Tiny Footprint Coffee makes a big claim to go along with its beans. While sipping their coffee, I’m reducing carbon emissions.

Of course, that claim depends on an equation, which Tiny Footprint is happy to share. According to Tiny Footprint, it takes 4 pounds of carbon to make 1 pound of their coffee. With each pound of beans that I purchase, Tiny Footprint Coffee makes a financial contribution toward the Mindo Cloudforest Foundation in Ecuador. Mindo, in turn, plants trees that will sequester up to 54 pounds of carbon from the atmosphere. Thus, over time, more carbon is removed than emitted.

The Ecuadorian cloud forest is not unique, but it is rare–cloud forests occur only within tropical or subtropical mountainous environments where atmospheric conditions create a consistent cloud cover. A combination of factors including population growth and unregulated land use has contributed to the worldwide decline of cloud forests since the 1970s. Tiny Footprint wants to help restore them.

The brand Tiny Footprint started in 2010 as a project of brothers Alan and Brian Krohnke who wanted to find a way to connect their love of coffee with their concern for declining cloud forests. Here in MN, Alan roasts the Tiny Footprint beans at Roastery 7, a wholesale supplier of coffee beans, while Brian manages the carbon offsets via his role as the Executive Director of the Mindo Cloudforest Foundation in Ecuador. 

“Tiny Footprint is really proud of our reforestation efforts,” said Shelly Benson, Sales & Marketing for Tiny Footprint. “We work very closely with the Mindo tree planting organization in Ecuador, and we’re passionate about what we do.”
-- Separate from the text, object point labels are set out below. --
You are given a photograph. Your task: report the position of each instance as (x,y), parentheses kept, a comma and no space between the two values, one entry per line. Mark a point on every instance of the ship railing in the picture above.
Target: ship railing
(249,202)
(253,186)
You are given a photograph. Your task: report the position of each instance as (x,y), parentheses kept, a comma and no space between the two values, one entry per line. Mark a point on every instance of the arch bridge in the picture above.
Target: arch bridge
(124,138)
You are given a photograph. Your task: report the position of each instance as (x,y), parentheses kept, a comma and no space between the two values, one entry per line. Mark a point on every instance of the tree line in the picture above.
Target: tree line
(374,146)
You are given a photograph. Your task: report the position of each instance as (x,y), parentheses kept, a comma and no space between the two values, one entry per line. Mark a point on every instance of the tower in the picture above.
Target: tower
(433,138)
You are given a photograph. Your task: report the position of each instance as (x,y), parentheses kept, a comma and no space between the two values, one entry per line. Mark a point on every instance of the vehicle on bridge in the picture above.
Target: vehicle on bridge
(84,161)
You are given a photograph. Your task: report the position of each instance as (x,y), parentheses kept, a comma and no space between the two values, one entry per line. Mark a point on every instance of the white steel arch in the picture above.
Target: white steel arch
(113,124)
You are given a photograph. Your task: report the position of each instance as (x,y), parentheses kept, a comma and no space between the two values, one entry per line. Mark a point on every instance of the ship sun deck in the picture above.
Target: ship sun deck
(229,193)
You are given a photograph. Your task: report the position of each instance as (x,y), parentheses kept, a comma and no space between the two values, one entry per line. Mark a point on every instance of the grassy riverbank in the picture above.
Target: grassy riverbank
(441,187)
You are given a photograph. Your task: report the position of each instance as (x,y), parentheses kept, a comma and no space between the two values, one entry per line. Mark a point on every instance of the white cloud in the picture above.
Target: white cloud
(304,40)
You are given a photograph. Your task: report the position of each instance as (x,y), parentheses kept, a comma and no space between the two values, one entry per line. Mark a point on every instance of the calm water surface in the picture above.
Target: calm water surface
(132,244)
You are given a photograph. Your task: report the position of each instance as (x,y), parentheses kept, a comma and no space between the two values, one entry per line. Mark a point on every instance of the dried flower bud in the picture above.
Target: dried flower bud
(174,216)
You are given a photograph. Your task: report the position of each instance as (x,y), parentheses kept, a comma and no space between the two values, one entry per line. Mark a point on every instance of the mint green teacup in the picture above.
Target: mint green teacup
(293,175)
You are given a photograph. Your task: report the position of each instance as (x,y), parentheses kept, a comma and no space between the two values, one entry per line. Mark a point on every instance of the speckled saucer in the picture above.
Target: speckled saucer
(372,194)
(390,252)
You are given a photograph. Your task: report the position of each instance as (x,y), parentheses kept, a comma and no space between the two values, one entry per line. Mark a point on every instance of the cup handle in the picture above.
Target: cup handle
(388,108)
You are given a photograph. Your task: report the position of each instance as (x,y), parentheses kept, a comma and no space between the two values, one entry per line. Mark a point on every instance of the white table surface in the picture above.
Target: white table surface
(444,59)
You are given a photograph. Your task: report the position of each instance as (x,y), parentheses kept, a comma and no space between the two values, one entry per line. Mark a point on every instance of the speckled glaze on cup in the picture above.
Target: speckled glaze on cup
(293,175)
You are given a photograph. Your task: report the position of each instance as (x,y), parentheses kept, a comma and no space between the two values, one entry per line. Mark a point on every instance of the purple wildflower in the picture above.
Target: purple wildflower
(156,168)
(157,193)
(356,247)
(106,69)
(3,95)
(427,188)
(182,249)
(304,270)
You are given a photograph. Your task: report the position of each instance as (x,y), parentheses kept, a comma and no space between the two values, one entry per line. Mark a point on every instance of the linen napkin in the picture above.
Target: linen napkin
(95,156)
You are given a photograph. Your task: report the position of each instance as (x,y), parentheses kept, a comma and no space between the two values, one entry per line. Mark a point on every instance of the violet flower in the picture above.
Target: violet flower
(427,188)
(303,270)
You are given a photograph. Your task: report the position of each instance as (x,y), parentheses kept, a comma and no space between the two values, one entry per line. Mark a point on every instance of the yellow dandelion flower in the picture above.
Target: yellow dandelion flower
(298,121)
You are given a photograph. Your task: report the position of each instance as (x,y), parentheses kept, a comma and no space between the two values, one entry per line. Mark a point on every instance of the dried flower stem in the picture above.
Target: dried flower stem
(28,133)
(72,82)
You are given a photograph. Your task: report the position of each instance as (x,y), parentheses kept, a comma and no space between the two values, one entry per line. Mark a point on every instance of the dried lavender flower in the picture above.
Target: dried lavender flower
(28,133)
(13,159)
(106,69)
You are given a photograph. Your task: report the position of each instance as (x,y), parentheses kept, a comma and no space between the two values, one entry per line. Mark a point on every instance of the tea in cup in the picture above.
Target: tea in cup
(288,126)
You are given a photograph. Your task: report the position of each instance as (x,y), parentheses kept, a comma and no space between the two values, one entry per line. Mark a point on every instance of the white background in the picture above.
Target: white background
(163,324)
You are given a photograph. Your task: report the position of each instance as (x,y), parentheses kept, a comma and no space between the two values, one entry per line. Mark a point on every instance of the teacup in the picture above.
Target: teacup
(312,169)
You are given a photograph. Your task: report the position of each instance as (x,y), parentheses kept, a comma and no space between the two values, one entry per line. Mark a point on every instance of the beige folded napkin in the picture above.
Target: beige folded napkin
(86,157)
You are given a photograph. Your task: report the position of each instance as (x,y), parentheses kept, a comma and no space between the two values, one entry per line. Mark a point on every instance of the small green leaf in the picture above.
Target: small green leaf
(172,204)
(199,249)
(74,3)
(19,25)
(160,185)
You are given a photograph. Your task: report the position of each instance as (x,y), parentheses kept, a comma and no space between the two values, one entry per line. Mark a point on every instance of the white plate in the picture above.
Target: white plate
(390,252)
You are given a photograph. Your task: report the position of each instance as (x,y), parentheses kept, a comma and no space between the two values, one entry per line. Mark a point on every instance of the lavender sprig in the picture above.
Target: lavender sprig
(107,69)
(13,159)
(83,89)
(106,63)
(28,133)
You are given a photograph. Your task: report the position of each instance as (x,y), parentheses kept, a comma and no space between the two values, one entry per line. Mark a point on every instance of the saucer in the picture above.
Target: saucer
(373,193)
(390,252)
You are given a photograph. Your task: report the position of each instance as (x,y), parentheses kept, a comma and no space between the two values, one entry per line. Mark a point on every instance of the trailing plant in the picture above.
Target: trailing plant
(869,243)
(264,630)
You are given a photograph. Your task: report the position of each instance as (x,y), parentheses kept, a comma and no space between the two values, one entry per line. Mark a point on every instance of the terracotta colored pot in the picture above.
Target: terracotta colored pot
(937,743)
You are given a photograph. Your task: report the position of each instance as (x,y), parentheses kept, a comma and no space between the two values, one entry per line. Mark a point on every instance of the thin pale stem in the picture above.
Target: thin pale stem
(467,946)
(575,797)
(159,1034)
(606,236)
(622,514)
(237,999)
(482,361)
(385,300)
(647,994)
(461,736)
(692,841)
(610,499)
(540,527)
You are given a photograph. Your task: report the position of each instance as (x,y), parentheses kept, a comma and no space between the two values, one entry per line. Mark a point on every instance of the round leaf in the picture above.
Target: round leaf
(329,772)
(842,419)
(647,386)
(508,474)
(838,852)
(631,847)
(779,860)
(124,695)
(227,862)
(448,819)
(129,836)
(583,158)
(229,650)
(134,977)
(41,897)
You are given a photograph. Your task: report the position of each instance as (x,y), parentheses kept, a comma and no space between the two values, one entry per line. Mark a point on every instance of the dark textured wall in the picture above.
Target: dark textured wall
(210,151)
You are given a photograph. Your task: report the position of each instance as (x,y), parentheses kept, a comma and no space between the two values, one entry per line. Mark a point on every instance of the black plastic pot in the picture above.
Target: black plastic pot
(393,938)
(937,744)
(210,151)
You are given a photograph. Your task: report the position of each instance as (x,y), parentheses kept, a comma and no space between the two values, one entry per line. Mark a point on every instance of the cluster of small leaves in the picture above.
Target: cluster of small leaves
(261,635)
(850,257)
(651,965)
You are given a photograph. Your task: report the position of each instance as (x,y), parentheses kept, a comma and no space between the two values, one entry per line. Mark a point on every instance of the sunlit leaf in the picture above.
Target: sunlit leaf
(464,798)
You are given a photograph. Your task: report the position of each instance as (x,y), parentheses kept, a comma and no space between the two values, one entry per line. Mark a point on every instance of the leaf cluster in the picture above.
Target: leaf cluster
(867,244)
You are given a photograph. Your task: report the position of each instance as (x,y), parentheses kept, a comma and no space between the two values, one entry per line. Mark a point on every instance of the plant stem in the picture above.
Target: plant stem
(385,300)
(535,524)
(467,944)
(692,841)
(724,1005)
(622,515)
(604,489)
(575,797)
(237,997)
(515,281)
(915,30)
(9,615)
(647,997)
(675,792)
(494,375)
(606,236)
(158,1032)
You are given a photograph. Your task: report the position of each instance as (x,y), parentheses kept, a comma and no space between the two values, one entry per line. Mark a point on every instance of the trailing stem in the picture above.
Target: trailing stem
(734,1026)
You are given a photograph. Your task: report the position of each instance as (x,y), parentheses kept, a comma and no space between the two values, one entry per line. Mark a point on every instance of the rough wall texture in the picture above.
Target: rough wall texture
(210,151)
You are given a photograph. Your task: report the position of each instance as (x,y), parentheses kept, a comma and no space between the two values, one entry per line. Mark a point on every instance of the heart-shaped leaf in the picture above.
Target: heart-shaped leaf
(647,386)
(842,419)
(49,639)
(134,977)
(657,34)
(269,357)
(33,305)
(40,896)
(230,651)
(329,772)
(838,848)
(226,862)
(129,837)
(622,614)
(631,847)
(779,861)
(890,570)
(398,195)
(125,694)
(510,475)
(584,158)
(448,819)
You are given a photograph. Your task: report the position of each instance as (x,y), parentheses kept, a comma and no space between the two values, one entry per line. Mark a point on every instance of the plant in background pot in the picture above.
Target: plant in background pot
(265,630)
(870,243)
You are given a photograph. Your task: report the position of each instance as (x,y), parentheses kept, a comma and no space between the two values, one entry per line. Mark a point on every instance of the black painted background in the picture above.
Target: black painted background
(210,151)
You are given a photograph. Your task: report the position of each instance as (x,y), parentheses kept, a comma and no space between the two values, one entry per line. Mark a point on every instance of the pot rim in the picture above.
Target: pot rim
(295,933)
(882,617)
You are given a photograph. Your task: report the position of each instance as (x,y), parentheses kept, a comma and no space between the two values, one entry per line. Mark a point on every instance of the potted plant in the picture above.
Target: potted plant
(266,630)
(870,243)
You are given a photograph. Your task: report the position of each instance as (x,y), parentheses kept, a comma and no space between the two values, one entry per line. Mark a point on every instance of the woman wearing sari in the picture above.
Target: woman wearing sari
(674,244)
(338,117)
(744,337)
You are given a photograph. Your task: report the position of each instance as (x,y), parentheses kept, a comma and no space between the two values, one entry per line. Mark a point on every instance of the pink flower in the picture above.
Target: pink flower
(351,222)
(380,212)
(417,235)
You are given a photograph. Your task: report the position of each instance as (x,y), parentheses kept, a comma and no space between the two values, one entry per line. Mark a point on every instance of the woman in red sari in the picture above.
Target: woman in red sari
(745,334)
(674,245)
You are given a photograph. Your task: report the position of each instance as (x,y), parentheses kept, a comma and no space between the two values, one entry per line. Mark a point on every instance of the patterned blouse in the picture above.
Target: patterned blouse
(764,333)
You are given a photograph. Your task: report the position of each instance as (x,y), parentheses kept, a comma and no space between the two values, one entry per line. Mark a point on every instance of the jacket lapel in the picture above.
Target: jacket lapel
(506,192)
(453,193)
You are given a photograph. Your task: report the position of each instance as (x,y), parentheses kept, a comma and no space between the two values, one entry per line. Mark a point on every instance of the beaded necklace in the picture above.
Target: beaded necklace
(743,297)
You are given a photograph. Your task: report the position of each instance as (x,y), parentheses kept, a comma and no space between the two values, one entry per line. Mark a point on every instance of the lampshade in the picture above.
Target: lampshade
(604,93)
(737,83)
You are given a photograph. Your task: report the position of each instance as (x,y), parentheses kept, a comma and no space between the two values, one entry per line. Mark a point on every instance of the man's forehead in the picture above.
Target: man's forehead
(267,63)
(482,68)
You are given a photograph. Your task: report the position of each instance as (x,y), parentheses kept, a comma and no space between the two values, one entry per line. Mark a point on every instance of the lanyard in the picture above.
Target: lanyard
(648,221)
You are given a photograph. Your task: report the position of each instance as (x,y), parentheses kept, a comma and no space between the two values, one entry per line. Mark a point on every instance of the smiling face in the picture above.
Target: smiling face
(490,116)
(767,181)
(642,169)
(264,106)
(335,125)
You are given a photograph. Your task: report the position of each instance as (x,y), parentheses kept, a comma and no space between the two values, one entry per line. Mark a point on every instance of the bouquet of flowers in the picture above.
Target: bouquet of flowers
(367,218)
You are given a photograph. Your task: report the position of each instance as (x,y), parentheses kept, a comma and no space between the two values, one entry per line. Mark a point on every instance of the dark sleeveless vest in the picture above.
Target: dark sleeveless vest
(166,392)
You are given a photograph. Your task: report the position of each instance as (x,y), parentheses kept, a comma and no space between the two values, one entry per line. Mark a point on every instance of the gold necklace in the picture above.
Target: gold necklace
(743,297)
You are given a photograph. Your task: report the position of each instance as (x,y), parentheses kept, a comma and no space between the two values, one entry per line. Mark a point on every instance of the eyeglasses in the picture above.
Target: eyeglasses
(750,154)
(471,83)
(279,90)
The Tiny Footprint brand is fair trade and organic.  The beans come in green and are roasted at the Roastery 7 facility in 60-pound batches on fully refurbished (now computerized) antique Probast roaster in Brooklyn Center. There they work to keep the company as green as possible, from sourcing bio-degradable coffee bags and high-efficiency lighting, to using fuel-efficient ribbon burners on their roaster and composting their coffee grounds.

As for the coffee, I’ve been sipping on Tiny Footprint’s Ethiopia Sidamo Shilcho dark roasted coffee for a week now. I use Jon Ferguson’s brew method, which has landed him two consecutive North Central Brewers Cup wins at the Big Central Regional Barista Competition and Brewers Cup. The coffee comes through mellow, light, and slightly fruity.

  • Use 18 grams of grounded, sifted coffee.
  • Place grounds in the Clever Dripper coffee maker lined with a rinsed #4 paper cone filter.
  • Pour 265 milliliters of 200 degree (203 degrees is optimal) water over your grounds.
  • Stir after one minute.
  • After 1.5 minutes, start the draw down process by setting the Clever Dripper on your vessel (or mug), and allow the coffee to draw down.

Tiny Footprint is a wholesale coffee bean brand, not a coffee shop. They sell beans at Minneapolis Farmers Market and Midtown Global Market, among other locations. If you’d like to sample the coffee before you buy, they offer samples at the Minneapolis Farmers Market through the end of September, where you also buy the beans.